The Washington Post

Complex calculations behind the Wal-Mart vote

Opponents David Catania (left), Muriel Bowser and Tommy Wells confer as Vincent Orange (not pictured) defends the bill to force large retail stores to pay higher wages. (Bill O’Leary/The Washington Post)

Wednesday’s vote on the District’s new “living wage” law had about a decade of history behind it.

Council Chairman Phil Mendelson (D), a longtime friend of labor, has tried several times to pass a bill mandating a higher minimum wages for big box stores. In the past, they’ve been almost symbolic efforts, a duty to the unions who knew they didn’t really have a chance.

As Wal-Mart announced plans for store after store last year, with little resistance from the D.C. Council and and no binding community benefits agreement, it appeared that the company’s triumph was complete.

And yet, when the final vote came on a bill that would require retailers with more than a billion dollars in sales and operating in spaces larger than 75,000 square feet to pay a minimum wage 50 percent higher than the District currently mandates, eight council members voted yes.

Several of the votes were predictable: Council member Muriel Bowser (D-Ward 4), for example, has two Wal-Marts coming to her ward, and is conscious that Wegman’s — the New York-based grocery emporium highly coveted by local leaders — wouldn’t come to an open development site at Walter Reed if it were required to pay a starting wage of $12.50 an hour. On the other side, colleagues Marion Barry (D-Ward 8) and Jim Graham (D-Ward 1) are reliable union allies.

Council member Vincent Orange (D-At Large) surprised many Wilson Building watchers when he pushed for the bill since during his first stint on the council representing Ward 5, he was more pro-big box than anyone. But big business abandoned him in his last election, spooked by his link to a campaign controversy, leaving him to find a new constituency to maintain his citywide perch. With such recent proposals as a moratorium on speed cameras and the living-wage bill, he has a populist drum to beat on the stump.

Mayoral candidate Jack Evans (D-Ward 2), who frequently berates the council for being anti-business, justified his vote in favor of the living wage bill by saying that he’d traded it for a lower sales tax in the budget. It’s a calculated step: While telling labor he’s got their backs, he’s also telling business he doesn’t much care for the legislation. And now he has more leverage as finance chairman to offer tax breaks to businesses who find the higher minimum wage burdensome. “I think that he’s thinking the real reason businesses come to the city is that there are other incentives in place,” said Mike Wilson, the legislative campaigner for the United Food and Commercial Workers Union.

Wal-Mart is adamant that it can’t pay a minimum wage of $12.50 but also says that it pays an average retail employee wage of $12.67 nationwide. Also, under the bill, it’s actually a wage rate, which means benefits would be included, and the wage would likely be lower. It seems Wal-Mart didn’t want to set a precedent for jurisdictions nationwide that might consider doing something similar. After all, if this thing metastasized, it could end up costing the company billions in profit.

Labor leaders, which drafted the bill originally, met with Wal-Mart representatives to say they would pull the bill if Wal-Mart agreed to collective bargaining. Predictably, the mega-retailer said no. “They pulled out all the stops and said this is our number one priority,” said a council staffer who requested anonymity to speak freely. “And when all labor pulls in one direction, that is a powerful thing in this council.”

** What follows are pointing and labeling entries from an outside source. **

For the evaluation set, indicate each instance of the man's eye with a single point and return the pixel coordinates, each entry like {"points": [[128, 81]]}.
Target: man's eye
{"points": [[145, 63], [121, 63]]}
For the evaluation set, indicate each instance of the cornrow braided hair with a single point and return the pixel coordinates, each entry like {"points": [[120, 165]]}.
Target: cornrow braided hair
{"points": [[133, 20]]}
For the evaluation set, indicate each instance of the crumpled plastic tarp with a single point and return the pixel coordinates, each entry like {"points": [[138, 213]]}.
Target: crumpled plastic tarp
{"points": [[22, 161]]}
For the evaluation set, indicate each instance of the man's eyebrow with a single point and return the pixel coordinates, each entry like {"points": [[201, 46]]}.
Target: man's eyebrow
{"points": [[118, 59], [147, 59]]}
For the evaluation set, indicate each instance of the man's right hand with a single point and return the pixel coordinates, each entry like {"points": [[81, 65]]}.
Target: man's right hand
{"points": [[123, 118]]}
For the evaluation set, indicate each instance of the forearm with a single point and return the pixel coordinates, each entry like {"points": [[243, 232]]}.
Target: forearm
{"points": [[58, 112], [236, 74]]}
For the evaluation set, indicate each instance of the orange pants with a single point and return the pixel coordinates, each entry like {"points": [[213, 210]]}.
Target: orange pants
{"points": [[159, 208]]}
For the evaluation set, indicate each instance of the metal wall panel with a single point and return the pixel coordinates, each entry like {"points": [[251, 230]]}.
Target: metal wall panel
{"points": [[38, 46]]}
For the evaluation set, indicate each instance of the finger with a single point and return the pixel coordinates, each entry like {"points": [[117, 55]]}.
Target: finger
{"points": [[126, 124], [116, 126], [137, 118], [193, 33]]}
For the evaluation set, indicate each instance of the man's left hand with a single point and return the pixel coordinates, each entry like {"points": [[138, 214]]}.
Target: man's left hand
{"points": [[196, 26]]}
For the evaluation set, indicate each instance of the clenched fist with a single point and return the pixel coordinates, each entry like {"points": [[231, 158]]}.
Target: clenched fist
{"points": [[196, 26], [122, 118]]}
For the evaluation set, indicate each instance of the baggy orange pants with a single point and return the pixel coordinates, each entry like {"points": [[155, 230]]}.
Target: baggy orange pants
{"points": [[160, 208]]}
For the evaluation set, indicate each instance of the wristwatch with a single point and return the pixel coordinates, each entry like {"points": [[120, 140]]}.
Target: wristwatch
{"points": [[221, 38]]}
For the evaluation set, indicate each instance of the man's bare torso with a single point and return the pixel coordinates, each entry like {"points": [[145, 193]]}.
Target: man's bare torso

If the measure stands, whether or not Wal-Mart follows through on its threat to leave D.C., unions will have avoided their nightmare scenario: Having a low-wage, non-union competitor figuring into future bargaining sessions with the area’s unionized grocers. “Giant and Safeway will then be saying we’re losing money, we need givebacks from the workers,” said Joslyn N. Williams, president of the Metropolitan Washington Council, AFL-CIO.

All of this, of course, depends on what Gray decides to do. He came to power with labor’s help, and then turned around and made Wal-Mart a cornerstone of his economic development strategy — he cares deeply about the success of Skyland Town Center, which won’t happen if Wal-Mart pulls out. Like nearly everyone else in this debate, he’s also likely running for mayor.

Which still may not mean this never-ending game is over.

Lydia DePillis is a reporter focusing on labor, business, and housing. She previously worked at The New Republic and the Washington City Paper. She's from Seattle.